From the Series: Cuba as Dreamworld and Catastrophe

Photo by Михаил Ковенский, licensed under CC BY SA.

In June 2002, Fidel Castro briefly collapsed while giving an address on the campaign to constitutionally declare that “Cuba is and will always be a socialist state.” As the cameras quickly panned away from Castro to take him out of focus, individual Cubans gasped along with the rest of the world. The question of Castro’s mortality, or immortality, became the topic of the day. Sitting in my apartment in Havana at the time, my phone began to ring off the hook, each caller posing the same question: “Are you watching the news?” How could you miss it, I thought, with the only three television channels broadcasting the same speech. Several of my Cuban friends mused: “What will happen to us?”

Rumors began to spread that, on July 4, Cubans in exile in Miami would arrive by the boatload at the waterfront area of Havana, the Malecón, to rescue their relatives from socialism. The images of the Mariel boatlift in 1980 and, more recently, the balsero crisis of 1994 were obvious points of reference for the idea that such an event could actually take place. Cubans engaged in casual conversation on the streets and in the markets about who would go and who would stay, if the rumor were true. While Castro quickly recovered from his spell of exhaustion (which was, his supporters claimed, why he had collapsed), many individuals were still anxious about who his successor would be. His younger brother, Raul, then the head of the Ministry of the Revolutionary Armed Forces, was simply “too radical,” many complained. Others concluded that nobody else was competent enough to carry the torch of Cuban socialism with the passion and ferocity of Fidel.

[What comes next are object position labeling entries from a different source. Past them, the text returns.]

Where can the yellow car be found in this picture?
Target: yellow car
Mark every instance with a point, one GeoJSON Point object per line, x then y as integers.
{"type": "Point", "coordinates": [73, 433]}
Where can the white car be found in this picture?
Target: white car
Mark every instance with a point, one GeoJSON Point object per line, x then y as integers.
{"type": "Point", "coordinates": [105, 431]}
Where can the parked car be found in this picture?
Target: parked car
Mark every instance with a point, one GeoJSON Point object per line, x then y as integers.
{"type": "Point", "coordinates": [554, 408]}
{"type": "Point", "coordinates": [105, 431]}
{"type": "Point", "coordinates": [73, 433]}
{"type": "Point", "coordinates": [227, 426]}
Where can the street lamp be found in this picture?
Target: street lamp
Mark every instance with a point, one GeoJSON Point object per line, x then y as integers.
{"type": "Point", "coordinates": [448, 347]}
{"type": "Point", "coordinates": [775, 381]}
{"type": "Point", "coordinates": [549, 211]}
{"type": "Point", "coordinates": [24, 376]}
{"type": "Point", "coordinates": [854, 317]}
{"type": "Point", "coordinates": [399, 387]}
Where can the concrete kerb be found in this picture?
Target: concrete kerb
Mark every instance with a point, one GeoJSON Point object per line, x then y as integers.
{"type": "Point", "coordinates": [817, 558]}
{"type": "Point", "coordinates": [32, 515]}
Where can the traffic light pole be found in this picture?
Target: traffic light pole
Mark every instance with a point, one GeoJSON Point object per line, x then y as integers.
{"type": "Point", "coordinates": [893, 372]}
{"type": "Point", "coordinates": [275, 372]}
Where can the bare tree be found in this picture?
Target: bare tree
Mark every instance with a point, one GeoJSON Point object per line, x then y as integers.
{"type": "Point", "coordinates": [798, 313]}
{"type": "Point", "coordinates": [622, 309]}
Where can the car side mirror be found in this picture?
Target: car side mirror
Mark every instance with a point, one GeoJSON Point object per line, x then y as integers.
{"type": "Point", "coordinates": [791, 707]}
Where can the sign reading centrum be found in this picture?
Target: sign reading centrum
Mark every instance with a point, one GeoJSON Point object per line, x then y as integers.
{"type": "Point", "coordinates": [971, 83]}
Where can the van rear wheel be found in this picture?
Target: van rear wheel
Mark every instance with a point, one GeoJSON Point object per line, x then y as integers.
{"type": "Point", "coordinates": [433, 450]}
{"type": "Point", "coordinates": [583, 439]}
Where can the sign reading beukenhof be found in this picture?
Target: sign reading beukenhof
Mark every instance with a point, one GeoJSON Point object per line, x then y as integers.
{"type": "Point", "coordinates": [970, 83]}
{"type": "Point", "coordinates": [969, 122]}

As July 4 drew nearer, people became more and more anxious, and both radio and TV stations started broadcasting warnings that the Malecón would be off-limits that day. No explanations were given. On July 4, from the view of my eighth-floor high-rise apartment facing the waterfront, the sea was calm and not a boat was in sight. Venturing out of my apartment with a close friend of mine, a fellow anthropologist from Canada, I made my way toward the waterfront, despite warnings from Cuban friends that we were “completely crazy.” Those friends opted to stay home, reminding us that as foreigners with passports, perhaps we could at least feign ignorance. Within a block of the Malecón, we saw a smattering of police in riot gear standing guard, but nobody else was in sight. The Cubans we did see, for the most part, were going about their everyday lives.

Within two days of the big event, the rumor had lost its significance and people had little to say about it. When I asked one of my neighbors, Maite, who had dramatically cried in my living room when Fidel collapsed, about the fate of Cuba after Castro, she remarked, “I will deal with that day when it comes.” In February 2008, when Raul Castro was officially recognized as president of the Cuban Council of State, many who had predicted widespread social unrest and protests quietly resigned themselves to the changing of the guard. “Es lo mismo, con los mismo,” concluded Maite. “It is the same with the same.”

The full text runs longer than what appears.